Are boys trips the secret to your sanity as a dad?

Hit the road AND be a better dad and partner. It can be done.

Three Young Men Taking A Self Portrait Through The Window Of An Off-road Car During Adventure Travel

Way back when life wasn’t so crazy, as the dad of three little angels, my wife and I made an arrangement that has kept our marriage on the straight and narrow and our sanity in check.

It all started when my wife was six months pregnant with our first. In 2008, to be exact.

That year, my mates and I took a boys trip to the USA … a bucket list sort of trip that was everything and more, taking in Hawaii, Vegas and LA.

What that started was a chain reaction that, to this day, sees my wife and I take separate ‘breaks’ annually away from family life to restore some semblance of self that generally goes AWOL once you take the plunge into parenting.

Now that ‘break’ doesn’t always have to be an epic trip or massive time away from the people you love most.

Family budgets, your annual leave allocation, and just wanting to be around usually put paid to that.

But a couple of days of ‘me time’ can do the trick and it’s an annual routine that has worked like magic for us.

I remember the time we “found the secret” like it was yesterday.

Our newborn was 11 months old and the time had passed in the blurry blink of an eye.

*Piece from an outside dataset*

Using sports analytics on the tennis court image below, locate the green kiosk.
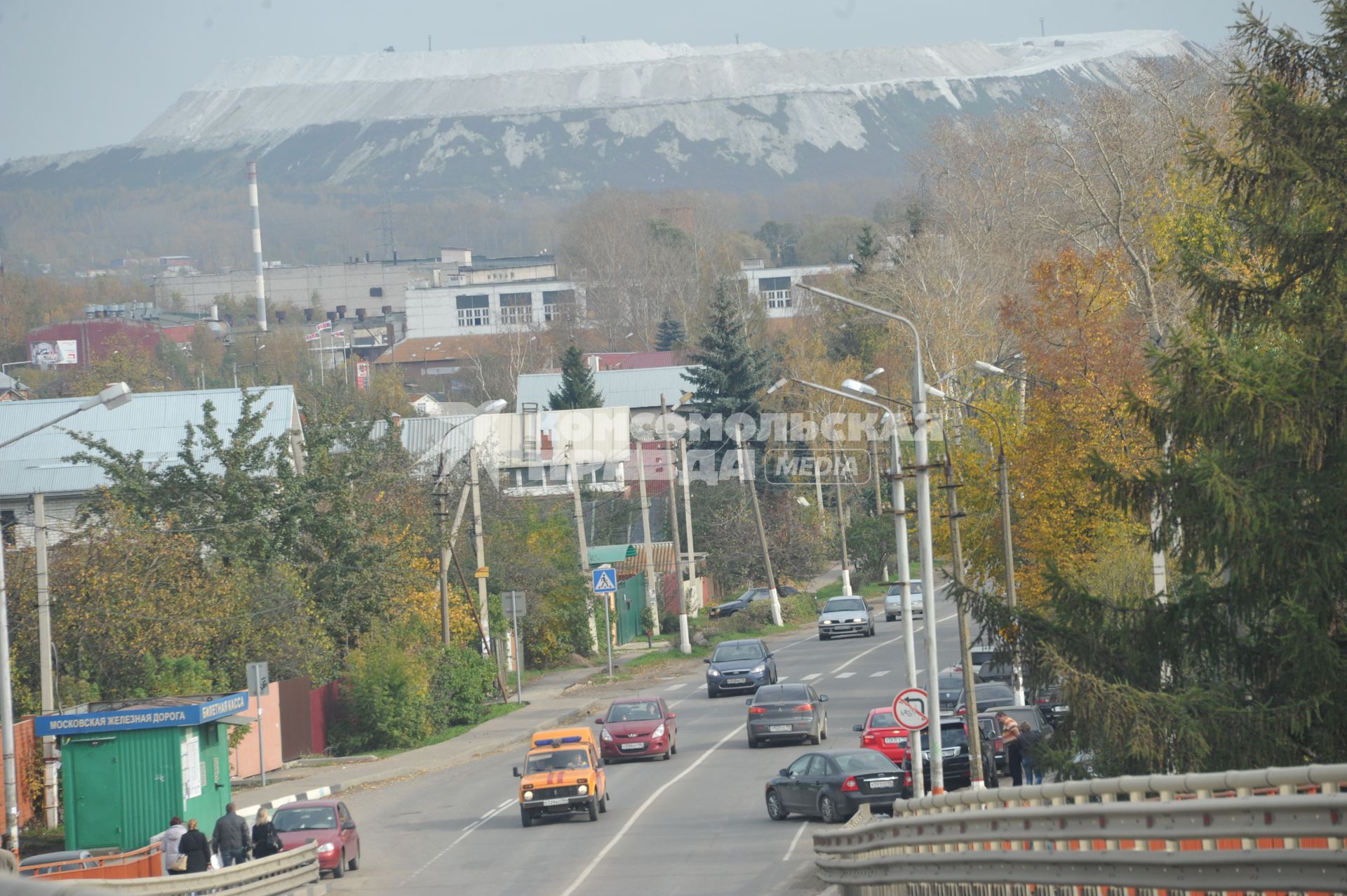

My wife and I were happy, but exhausted.

In a rock-solid marriage, there’s equal amounts of give and take, so we agreed that because of my boys trip the previous year when she was pregnant, it was her turn to find some ‘me time’.

Nek minute, she was on a plane to Bali with a girlfriend, and I’d taken a week off work to hang out with my daughter and do this parenting thing solo.

(Yes, I know that a trip to the USA versus a trip to Bali ain’t exactly a fair trade, but that’s what she wanted, and it makes sense really – she’s four hours away from being poolside with a cocktail in hand, while I still hadn’t made it to Sydney in four hours, let alone Hawaii.)

While a trip away is designed to help the traveller enjoy some peace, that week with my soon-to-be one-year-old daughter was memorable for me too.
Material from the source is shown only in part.